Data Loading

Once you have defined a graph schema, you can load data into the graph store. The data loading process varies based on where the data files are located relative to the TigerGraph server.

If you are loading from files that exist locally on a TigerGraph server, create and run a loading job in GSQL to load the files.

Loading data from an outside source, such as cloud storage, requires one additional step of first defining the data source for GSQL to work with. This process is described in this documentation section. We refer to this as "data streaming" because TigerGraph can be configured to automatically load new data as it appears in the outside source.

Set up a data source for a data streaming loading job

GSQL uses a user-provided configuration file to automatically set up a streaming data connection and a loading job for data in these external cloud data hosts:

  • Google Cloud Storage (GCS)

  • AWS S3

  • Azure Blob Storage (ABS)

  • Google BigQuery

Go to the GSQL Data Streaming Connector main page for instructions on setting up the loading job.

The data streaming will stage temporary data files on the database server’s disk.
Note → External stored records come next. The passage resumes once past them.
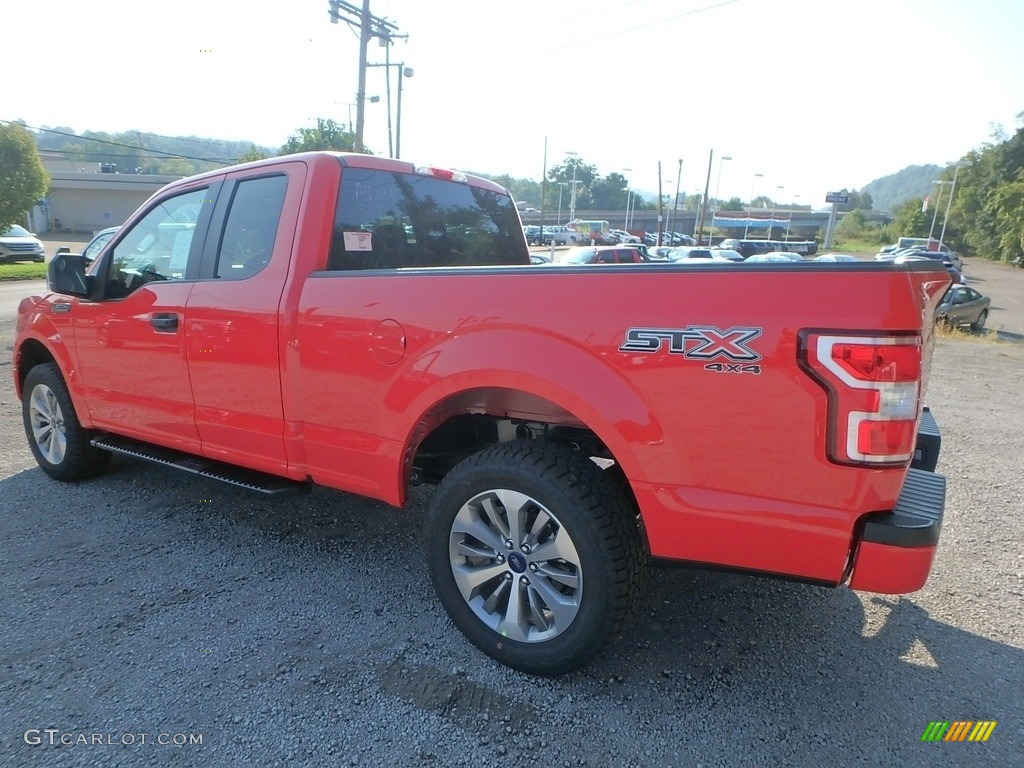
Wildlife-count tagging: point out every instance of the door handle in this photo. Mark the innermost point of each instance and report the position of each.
(165, 322)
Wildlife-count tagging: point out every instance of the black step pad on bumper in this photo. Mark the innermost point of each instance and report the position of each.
(926, 453)
(918, 517)
(261, 482)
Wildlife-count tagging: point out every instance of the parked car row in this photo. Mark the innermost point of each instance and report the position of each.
(950, 257)
(17, 244)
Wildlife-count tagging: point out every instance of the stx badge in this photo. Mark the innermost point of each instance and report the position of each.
(700, 343)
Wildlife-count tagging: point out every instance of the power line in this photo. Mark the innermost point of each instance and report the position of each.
(620, 33)
(219, 161)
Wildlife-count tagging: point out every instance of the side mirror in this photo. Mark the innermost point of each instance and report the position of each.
(66, 273)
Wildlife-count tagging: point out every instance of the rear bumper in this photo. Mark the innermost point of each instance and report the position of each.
(896, 548)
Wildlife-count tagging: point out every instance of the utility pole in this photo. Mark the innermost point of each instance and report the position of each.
(660, 206)
(704, 205)
(369, 26)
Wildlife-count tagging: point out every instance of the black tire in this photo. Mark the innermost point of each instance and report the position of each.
(56, 437)
(576, 569)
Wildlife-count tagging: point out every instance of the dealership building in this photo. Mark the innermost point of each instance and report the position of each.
(89, 197)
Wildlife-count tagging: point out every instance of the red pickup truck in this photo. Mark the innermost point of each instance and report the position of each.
(366, 325)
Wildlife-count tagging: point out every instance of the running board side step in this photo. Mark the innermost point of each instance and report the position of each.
(261, 482)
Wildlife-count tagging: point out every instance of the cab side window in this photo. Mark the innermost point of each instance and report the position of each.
(158, 247)
(251, 228)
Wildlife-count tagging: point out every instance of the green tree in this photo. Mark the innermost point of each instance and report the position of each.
(608, 194)
(910, 221)
(252, 154)
(326, 135)
(852, 225)
(23, 179)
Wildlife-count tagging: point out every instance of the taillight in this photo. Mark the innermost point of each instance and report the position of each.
(441, 173)
(873, 386)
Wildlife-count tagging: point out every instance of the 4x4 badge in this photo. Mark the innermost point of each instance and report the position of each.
(698, 342)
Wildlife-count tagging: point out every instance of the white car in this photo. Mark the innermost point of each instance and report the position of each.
(17, 244)
(624, 237)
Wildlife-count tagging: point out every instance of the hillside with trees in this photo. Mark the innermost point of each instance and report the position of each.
(891, 192)
(148, 153)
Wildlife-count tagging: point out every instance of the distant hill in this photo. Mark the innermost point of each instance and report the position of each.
(891, 192)
(150, 153)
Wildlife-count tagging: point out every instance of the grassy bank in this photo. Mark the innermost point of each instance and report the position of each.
(23, 271)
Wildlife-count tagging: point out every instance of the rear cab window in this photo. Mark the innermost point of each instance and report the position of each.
(388, 219)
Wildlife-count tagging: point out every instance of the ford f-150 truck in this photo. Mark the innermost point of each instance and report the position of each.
(366, 325)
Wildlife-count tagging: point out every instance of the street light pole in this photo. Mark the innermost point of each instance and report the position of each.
(717, 202)
(626, 221)
(675, 207)
(935, 215)
(754, 183)
(945, 218)
(403, 72)
(572, 193)
(771, 214)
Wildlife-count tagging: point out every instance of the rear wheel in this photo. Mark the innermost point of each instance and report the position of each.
(536, 555)
(57, 440)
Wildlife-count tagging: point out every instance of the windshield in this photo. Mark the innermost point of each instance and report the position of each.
(582, 256)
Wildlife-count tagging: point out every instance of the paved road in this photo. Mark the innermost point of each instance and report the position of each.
(11, 292)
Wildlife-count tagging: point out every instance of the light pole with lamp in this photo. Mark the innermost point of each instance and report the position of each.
(935, 215)
(754, 183)
(403, 72)
(572, 192)
(675, 206)
(629, 194)
(788, 221)
(952, 188)
(771, 213)
(718, 185)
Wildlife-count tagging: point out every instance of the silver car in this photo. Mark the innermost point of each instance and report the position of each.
(17, 244)
(962, 305)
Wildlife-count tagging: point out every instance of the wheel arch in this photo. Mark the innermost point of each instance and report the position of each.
(36, 350)
(547, 384)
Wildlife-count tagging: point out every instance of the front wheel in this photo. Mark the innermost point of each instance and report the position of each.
(536, 554)
(57, 440)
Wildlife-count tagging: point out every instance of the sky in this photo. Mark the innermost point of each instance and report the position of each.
(815, 95)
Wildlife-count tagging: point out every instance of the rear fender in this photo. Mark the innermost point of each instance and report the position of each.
(41, 341)
(516, 374)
You should have free disk space of at least 2 times the size of your total (uncompressed) input data.

Manual connector setup

For data stored in an external Kafka cluster, you need to perform a few more steps to set up data streaming. Using gadmin server commands, you first create a connector to interpret the data source, then define the data source, create the loading job, and run it.

See the Kafka cluster streaming page for more information.

This method relies on the TigerGraph Kafka Loader.